L’Hiver est une saison particulière, tantôt grise et pluvieuse, tantôt glaciale et ensoleillée, tantôt sous un manteau de neige magnifiant l’horizon. Loin d’être la pire des saisons, l’hiver est un prisme dont chaque reflet se laisse savourer comme une soirée au coin du feu. Je vous propose un petit traité du traileur en hiver…

La sortie nocturne

Lorsque la nuit tombe peu de temps à peine après vous être rendu compte qu’il faisait jour, il est parfois difficile de se mettre en route pour son entraînement et affronter le vent cinglant et la pluie battante. Malgré notre équipement, on a froid. L’idée de sortir nous glace l’échine. On regrette déjà alors qu’on n’a pas encore commencé.

Puis, on ouvre la porte. Le froid fige nos muscles et nous gèle les os. On ajuste nos gants et on allume notre frontale. Nos premières foulées sont hésitantes. Les jambes sont raides et le souffle court. Pourtant, après trois foulées, on a déjà oublié notre hésitation du départ. On regrette même de l’avoir eu car la solitude dans la nuit opaque, le jeu de la frontale et les formes fantasmagoriques du souffle avec le faisceau lumineux nous enchantent déjà.

Ce n’est pas n’importe quelle sortie qu’on s’apprête à faire. La sortie nocturne hivernale nous renvoie aux pays des ombres et du froid. Tel un navigateur sur l’Acheron, on pensera voir des choses, entrapercevoir des mouvements dans l’obscurité ou encore entendre le chant funèbre de la Nature du fin fond des profondeur. Pourtant, il n’y a que votre souffle pour scander l’esprit et nos pas pour rythmer la course.

La sortie nocturne en solitaire et en forêt possède ce mysticisme tellurique. Dans l’obscurité, nous perdons tous nos repères sensoriels. L’esprit voyage sans cadre autant que notre volonté à nous dépasser. N’avez-vous jamais eu cette impression de vous sentir pousser des ailes lorsque vous sortez en nocturne ? Votre vitesse est plus rapide, vous poussez plus gros en côte. Comme quoi, malgré le froid et parfois l’humidité, ces sorties vont rendront systématiquement satisfait. En effet, une fois rentré, la chaleur de la maison vous englobe d’un bien-être incommensurable.

L’Hiver, la sortie nocturne du Traileur est un paradoxe glacé où sortir de votre zone de confort vous apporte plus qu’y rester… Le confort s’accroît par le renoncement au bien-être et par l’acceptation de traverser l’obscurité glacée.

La sortie sous la neige

Quand la neige tombe et couvre le paysage d’un manteau blanc, c’est tout autant la beauté d’un nouveau jour que le silence mystérieux du froid sibérien qui s’abattent sur la terre. La neige possède un pouvoir d’attraction irrésistible. En brouillant les repères, elle nous offre un nouveau terrain d’entraînement éphémère. On est envoyé au nord du cercle polaire ou dans toute autre zone esseulée et glacée.

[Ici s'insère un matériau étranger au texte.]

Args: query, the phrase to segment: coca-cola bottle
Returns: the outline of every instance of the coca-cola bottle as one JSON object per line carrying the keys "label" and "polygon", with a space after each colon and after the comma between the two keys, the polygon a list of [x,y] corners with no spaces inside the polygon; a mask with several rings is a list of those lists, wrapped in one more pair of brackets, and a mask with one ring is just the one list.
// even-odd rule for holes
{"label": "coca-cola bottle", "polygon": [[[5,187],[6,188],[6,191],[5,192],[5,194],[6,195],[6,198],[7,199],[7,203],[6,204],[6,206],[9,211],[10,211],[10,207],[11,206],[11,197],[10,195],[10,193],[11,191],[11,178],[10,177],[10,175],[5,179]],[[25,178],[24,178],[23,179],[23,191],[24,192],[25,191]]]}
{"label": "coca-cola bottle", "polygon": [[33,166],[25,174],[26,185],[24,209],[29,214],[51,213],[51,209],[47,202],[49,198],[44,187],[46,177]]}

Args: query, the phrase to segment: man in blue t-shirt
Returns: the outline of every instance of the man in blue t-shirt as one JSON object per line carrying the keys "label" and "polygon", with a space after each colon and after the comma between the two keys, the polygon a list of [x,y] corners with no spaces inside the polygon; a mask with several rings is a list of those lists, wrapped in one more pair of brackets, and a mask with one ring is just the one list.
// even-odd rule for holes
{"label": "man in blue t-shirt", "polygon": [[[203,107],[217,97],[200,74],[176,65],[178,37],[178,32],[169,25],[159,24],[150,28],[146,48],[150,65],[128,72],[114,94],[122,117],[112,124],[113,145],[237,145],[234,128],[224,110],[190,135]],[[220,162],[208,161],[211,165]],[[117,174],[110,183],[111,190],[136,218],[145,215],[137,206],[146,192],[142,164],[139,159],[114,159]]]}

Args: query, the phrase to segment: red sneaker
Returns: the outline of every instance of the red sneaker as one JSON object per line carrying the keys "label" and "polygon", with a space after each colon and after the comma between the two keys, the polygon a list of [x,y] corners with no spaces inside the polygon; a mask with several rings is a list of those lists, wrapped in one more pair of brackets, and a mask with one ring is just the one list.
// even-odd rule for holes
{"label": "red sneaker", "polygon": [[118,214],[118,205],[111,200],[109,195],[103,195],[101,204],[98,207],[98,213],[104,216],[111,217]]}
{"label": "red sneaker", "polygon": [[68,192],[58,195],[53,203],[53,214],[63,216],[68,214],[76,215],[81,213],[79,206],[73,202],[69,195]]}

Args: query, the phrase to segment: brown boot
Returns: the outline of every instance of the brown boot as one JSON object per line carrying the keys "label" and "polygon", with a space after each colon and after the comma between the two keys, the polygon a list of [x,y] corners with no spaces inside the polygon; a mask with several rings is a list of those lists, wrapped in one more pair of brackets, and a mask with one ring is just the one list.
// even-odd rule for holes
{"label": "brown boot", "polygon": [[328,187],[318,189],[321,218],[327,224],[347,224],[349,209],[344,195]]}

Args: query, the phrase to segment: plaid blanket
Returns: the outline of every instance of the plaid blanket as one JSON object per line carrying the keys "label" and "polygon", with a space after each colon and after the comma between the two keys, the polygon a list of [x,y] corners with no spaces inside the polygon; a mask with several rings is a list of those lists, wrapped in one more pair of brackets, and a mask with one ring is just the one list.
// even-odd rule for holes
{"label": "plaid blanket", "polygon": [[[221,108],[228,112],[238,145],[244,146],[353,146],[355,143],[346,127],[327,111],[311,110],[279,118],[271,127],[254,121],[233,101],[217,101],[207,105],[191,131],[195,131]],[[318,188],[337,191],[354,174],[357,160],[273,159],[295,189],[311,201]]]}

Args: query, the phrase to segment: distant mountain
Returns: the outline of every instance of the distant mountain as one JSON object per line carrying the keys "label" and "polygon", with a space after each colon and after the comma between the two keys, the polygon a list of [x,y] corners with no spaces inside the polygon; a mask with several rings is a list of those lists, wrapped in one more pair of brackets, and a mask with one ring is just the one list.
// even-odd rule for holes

Au milieu de la sombre saison, la neige arrive comme une célébration qui illumine un tableau souvent obscurci par une météo capricieuse. Les courses aussi constituent de véritables fêtes. La parure sublime de la forêt nous nargue lorsque nous sommes bloqués à l’intérieur. Heureusement, nous sommes des traileurs, des montagnards ou des coureurs des bois pour qui l’appel de la forêt est le plus fort !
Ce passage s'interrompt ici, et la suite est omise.